Species of flowering plant

Billardiera heterophylla (formerly Sollya heterophylla) is a species of flowering plant in the family Pittosporaceae, known by the common name bluebell creeper. It is native to Western Australia, but is grown as an ornamental plant in appropriate climates worldwide. It can sometimes be found growing in the wild as an introduced species or garden escapee, for example in other Australian states, in California, where it is popular in landscaping, and in Portugal, including Tapada de Monserrate, Sintra, and Madeira Island. It is sometimes considered a weed.

==Description==
It is a climbing shrub with vine-like branches that twine around other plants for support.
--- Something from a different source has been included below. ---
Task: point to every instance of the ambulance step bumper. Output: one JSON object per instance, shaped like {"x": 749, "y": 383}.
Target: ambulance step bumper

The leaves are a glossy green on the upper surface, and 10–60 mm long, 2–22 mm wide. The inflorescence is a single hanging flower or a hanging group of up to five flowers. The flower has five petals up to 1 cm long which may be white to deep blue or pinkish in color. The fruit is a berry up to 3 cm long with pulpy flesh and many seeds. The purplish-green, cylindrical, sausage-shaped fruits (up to 20 mm in length) are initially densely hairy, but become smooth as they ripen.

==Taxonomy==
The bluebell creeper was first described by English botanist John Lindley in 1831 as Sollya heterophylla, and was reassigned to the genus, Billardiera by Cayzer, Crisp and Telford in 2004. The specific epithet heterophylla means "with various or diverse leaves". Common names include Australian bluebell and climbing bluebell.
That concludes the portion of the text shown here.